FASN inhibitors induce several antitumor effects including cell cycle arrest and cell death (3–5). Some of the effects of FASN inhibitors are mediated through key tumor signaling pathways. For instance, it has been shown that pharmacologic inhibition of FASN activity results in reduced Akt phosphorylation in multiple tumor cell lines (11, 12). Conversely, phosphoinositide 3-kinase and Akt can drive FASN expression in tumor cells (12, 13). The demonstration that reduced FASN activity negatively affects Akt activation identifies feedback between the two pathways. As a result, blocking both pathways results in amplified cell death (11, 12, 14). Synergy between FASN inhibitors and other chemotherapeutics has been noted in multiple cell lines (15–19). It has also be shown that FASN overexpression protects breast cancer cells from chemotherapy-induced cell death (20). The demonstrated links between FASN, oncogenic pathways, and ultimate response to chemotherapy underscore the potential of FASN inhibitors for clinical use and suggest novel strategies for targeting tumor cells to improve cell-killing efficiency.

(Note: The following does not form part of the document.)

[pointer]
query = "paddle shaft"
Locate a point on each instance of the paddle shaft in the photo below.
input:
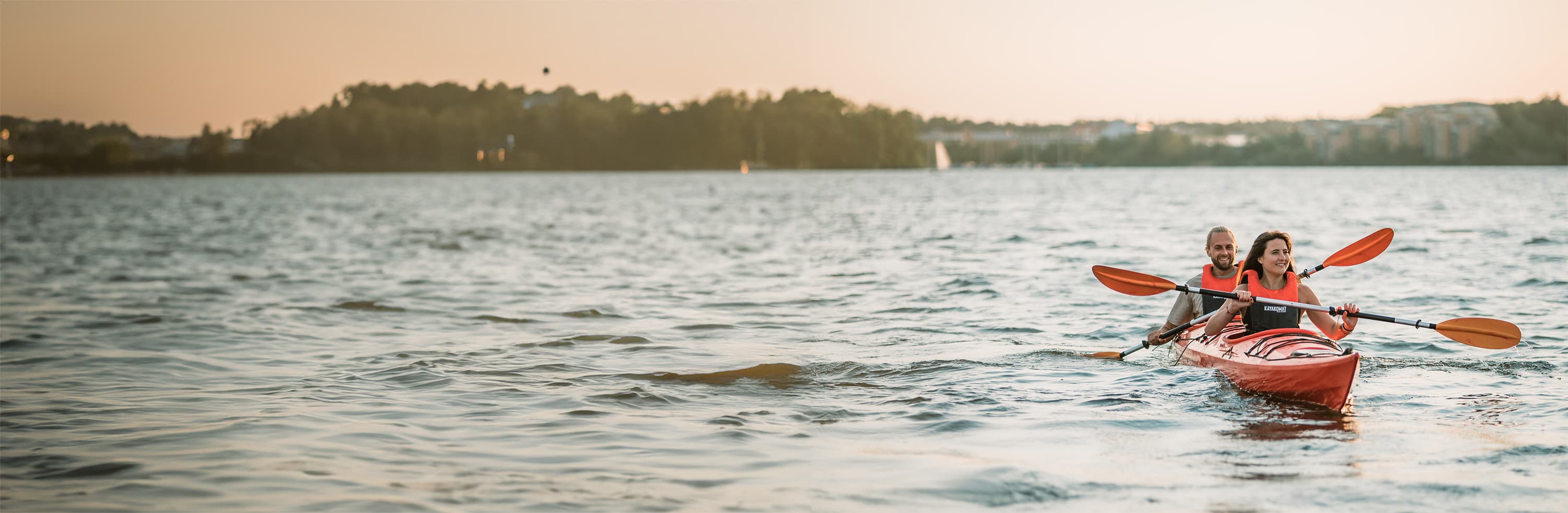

In prostate cancer, FASN expression is stabilized by the ubiquitin-specific protease 2a, a deubiquitinating enzyme (21). Treating prostate tumor cells with the proteasome inhibitor MG-132 also increases FASN expression, supporting evidence of FASN regulation by the proteasome (21). Inhibition of the proteasome can also stabilize nuclear SREBP-1 and increase FASN expression (22). Conversely, inhibiting FASN affects the proteasome pathway. Specifically, inhibition of FASN reduces expression of the E3 ubiquitin ligase Skp2 that is responsible for mediating the stability of key cellular proteins such as p27 (23). FASN inhibition also affects the expression profiles of several E2 ubiquitin conjugation enzymes and several E3 ubiquitin ligases (24). Combined, these data suggest a level of crosstalk between the FASN and proteasome pathways.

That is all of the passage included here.